僕の合図で僕の肩に触れるそして「設置」魔法を発動して僕をルドーさんの方向に突き飛ばす。まあ目的は単に接近するためだけだけどまあうまくいったみたいだ


「なるほどねぇ接近してしまえば私は君に勝てないものね」
「そうだよ」


動きは僕の方がはるかにはやい。でもあんまり触れすぎてしまえば僕の体にまとってある電気が全て吸収されてしまう。でもそんなことはおくびにもださずにただただ相手を翻弄する。さて、どうやって打撃を与え続けようかね。

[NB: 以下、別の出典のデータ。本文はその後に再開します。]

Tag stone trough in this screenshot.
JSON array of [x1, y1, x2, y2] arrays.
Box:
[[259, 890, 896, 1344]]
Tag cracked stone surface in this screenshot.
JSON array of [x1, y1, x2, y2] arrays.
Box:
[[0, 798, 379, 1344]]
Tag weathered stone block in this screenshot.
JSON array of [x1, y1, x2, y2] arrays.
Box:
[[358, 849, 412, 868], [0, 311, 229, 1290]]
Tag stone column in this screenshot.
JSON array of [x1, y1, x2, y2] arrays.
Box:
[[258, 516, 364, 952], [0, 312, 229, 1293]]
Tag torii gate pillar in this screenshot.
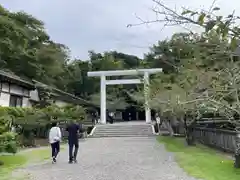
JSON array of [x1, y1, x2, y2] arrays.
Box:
[[88, 68, 162, 124]]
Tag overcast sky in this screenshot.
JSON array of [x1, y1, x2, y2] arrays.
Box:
[[0, 0, 240, 59]]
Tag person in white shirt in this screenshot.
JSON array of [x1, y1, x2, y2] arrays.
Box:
[[49, 123, 62, 163]]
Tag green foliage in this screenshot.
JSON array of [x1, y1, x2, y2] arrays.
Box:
[[0, 105, 86, 148]]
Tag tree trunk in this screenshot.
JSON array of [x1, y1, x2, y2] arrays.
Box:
[[184, 115, 195, 146], [234, 125, 240, 168], [166, 120, 174, 136]]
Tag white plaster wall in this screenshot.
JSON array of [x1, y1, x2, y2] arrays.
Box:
[[55, 100, 69, 107], [10, 84, 23, 95], [2, 83, 9, 92], [30, 89, 39, 101], [22, 97, 32, 107], [0, 92, 10, 107]]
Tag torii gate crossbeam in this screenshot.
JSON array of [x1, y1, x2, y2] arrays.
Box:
[[88, 68, 162, 124]]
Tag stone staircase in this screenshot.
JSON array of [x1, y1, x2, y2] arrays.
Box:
[[90, 122, 154, 137]]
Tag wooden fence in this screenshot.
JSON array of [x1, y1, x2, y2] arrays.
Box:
[[194, 127, 236, 153]]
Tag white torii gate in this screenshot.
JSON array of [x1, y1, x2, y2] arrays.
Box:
[[88, 68, 162, 124]]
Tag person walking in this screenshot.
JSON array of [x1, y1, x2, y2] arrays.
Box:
[[66, 121, 81, 164], [49, 123, 62, 163]]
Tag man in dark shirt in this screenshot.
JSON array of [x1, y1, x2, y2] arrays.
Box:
[[66, 121, 81, 163]]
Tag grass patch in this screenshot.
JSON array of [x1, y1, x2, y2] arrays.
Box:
[[158, 136, 240, 180], [0, 146, 65, 179]]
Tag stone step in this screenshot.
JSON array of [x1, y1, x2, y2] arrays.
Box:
[[92, 124, 153, 137], [89, 134, 155, 138]]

「ふむ、どこか慎重だね・・・ああ、君確か31ミイと同系統の魔法を使えたよね?つまり今の超人的な身体能力は電気による援護なのかな?」
「・・・」
「ぐぅ、君本当に不意打ちが好きなんだね・・・いや、逆か。君自分の力に自信がないからこうして誤魔化しているのか」


急に語り始めたから攻撃のチャンスかと思って殴ったけどなんでそれが不意打ちになるんだよ。僕は今あなたの周りで攻撃のチャンスを探しているのがわかっていたはずなのに。そして少しだけ『電気鎧armor第三形態third』を誤解してくれている。ミイさんのはわからないけど僕のは体の内部まであるんだよ


「はっ」
「ぐほっ、・・・捕まえた。さあこれで電気をすべて吸収して体が反動で動かなくなるぞ」


ああ、やっぱり反動とかあるのか。てかそれを承知であんなに躊躇なく使わせていたのかよ。僕はまあ自分で納得しているから問題ないけれどミイさんはきちんと承認してくれているのか?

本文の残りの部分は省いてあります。